Electrophysiological recordings ex vivo

Mice were deeply anesthetized with 3% isoflurane and intracardially perfused with saline. Coronal hippocampal slices (300 μm thick) were freshly prepared using a Leica VT-1000 vibratome as described previously (Cui et al., 2016). Slices were perfused with 32 °C artificial cerebrospinal fluid (ACSF) containing 120 mM NaCl, 1.25 mM NaH2PO4, 3.5 mM KCl, 2.5 mM CaCl2, 26 mM NaHCO3, 1.3 mM MgSO4, and 10 mM glucose. Field excitatory postsynaptic potentials (fEPSPs) at the hippocampal Schaffer collateral-CA1 (SC-CA1) pathway were triggered with a FHC stimulating microelectrode (Li et al., 2022b, 2023b). The input-output (I/O), paired-pulse ratio (PPR) and long-term potential (LTP) were recorded. LTP was induced by 100 Hz stimulation. All stimulating pulses were 100 μs in duration. Data were acquired using a MultiClamp 700B amplifier and pCLAMP 10.0 software (Molecular Devices, San Jose, CA, USA). All chemicals used were purchased from Sigma.

Immunostaining

Immunostaining was done according to our previous study (Li et al., 2023b; Zhao et al., 2014). Mice were deeply anesthetized with 3% isoflurane and then intracardially perfused with saline and 4% paraformaldehyde. The brains were then post-fixed in 4% paraformaldehyde for 4–6 h, dehydrated in 30% sucrose for 48 h, and sectioned into 40 μm slices. The CA1 region of the dorsal hippocampus were identified based on anatomical landmarks. Coronal sections of the dorsal hippocampus were taken from bregma −1.34 to −2.8 mm according to mouse brain atlas by Paxinos & Franklin (2019), using the corpus callosum for orientation. The CA1 region appears as a crescent shape running parallel to the curved edge of the dorsal hippocampus, characterized by a thin band of densely packed pyramidal neurons. The border between the CA1 and CA3 regions is identifiable by changes in the density and orientation of pyramidal cells. These brain sections were incubated overnight at 4 °C with a primary anti-Iba1 antibody (1:400; Millipore, Burlington, MA, USA), followed by a 1-h incubation with FITC-conjugated donkey anti-mouse secondary antibody (Jackson Immuno Research, West Grove, PA, USA) at room temperature. Images were captured using a virtual slide microscope (VS120; Olympus, Tokyo, Japan) equipped with a 20× objective lens. Three representative coronal sections spaced equally along the anteroposterior axis of the dorsal hippocampus and three representative images taken per section were selected for quantification purposes. The density of microglia in the hippocampus was analyzed as Iba1+ cells/mm2 using ImageJ 1.5 software.

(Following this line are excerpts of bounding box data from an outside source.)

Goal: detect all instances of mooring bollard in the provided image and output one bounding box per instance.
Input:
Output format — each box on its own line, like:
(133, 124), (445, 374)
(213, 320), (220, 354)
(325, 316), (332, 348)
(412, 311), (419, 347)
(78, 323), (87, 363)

Quantitative reverse transcription PCR (RT-qPCR)

Quantitative reverse transcription PCR was done according to our previous study (Liu et al., 2024). Mice were deeply anesthetized with 3% isoflurane. The hippocampal tissue was freshly isolated and quickly collected in enzyme-free EP tube and stored at −80 °C until use. Total RNA was extracted using the PureLink RNA Mini Kit (Thermo Fisher Scientific, Waltham, MA, USA), followed by quantity and quality measurement with a NanoDrop 2000 spectrophotometer (Thermo Fisher Scientific, Waltham, MA, USA). Single-stranded cDNA was synthesized from 1 µg of RNA with SuperScript III reverse transcriptase (Invitrogen, Waltham, MA, USA). The reaction condition was as follows: 25 °C for 10 min, 50 °C for 30 min, 85 °C for 5 min. PCR-based quantification of transcripts was performed using a Thermal Cycler Dice Real Time System (Roche, Indianapolis, IN, USA) and QuantiFast SYBR Green PCR kit (Qiagen, Hilden, Germany). The PCR cycling parameters were as follows: initial denaturation at 95 °C for 10 min followed by 40 cycles of PCR reaction at 95 °C for 15 s, 60 °C for 1 min, and 72 °C for 1 min. The primer sequences used were as follows: Iba-1-F GACGACCCTTCTTCGGGTTT, Iba-1-R GAGAGCCCACAATCTTGCCT; Il-6-F GCCTTCTTGGGACTGATGCT, Il-6-R GCCATTGCACAACTCTTTTCTCA; Cd68-F ACTTCGGGCCATGTTTCTCT, Cd68-R GGGGCTGGTAGGTTGATTGT; Tmem119-F AGCCTACTACCCATCCTCGT, Tmem119-R CTGGGTAGCAGCCAGAATGT; Bdnf-F GGCTGACACTTTTGAGCACGTC, Bdnf-R CTCCAAAGGCACTTGACTGCTG; Syp-F TCCTGCAGAACAAGTACCGAGA, Syp-R GGCCATCTTCACATCGGACAG. 2−ΔΔCT method was used to normalize CT values against housekeeping gene Gapdh and to quantify relative expression. Triplicates were done for each sample. Assays were carried out in our own lab by investigators unaware of experimental design.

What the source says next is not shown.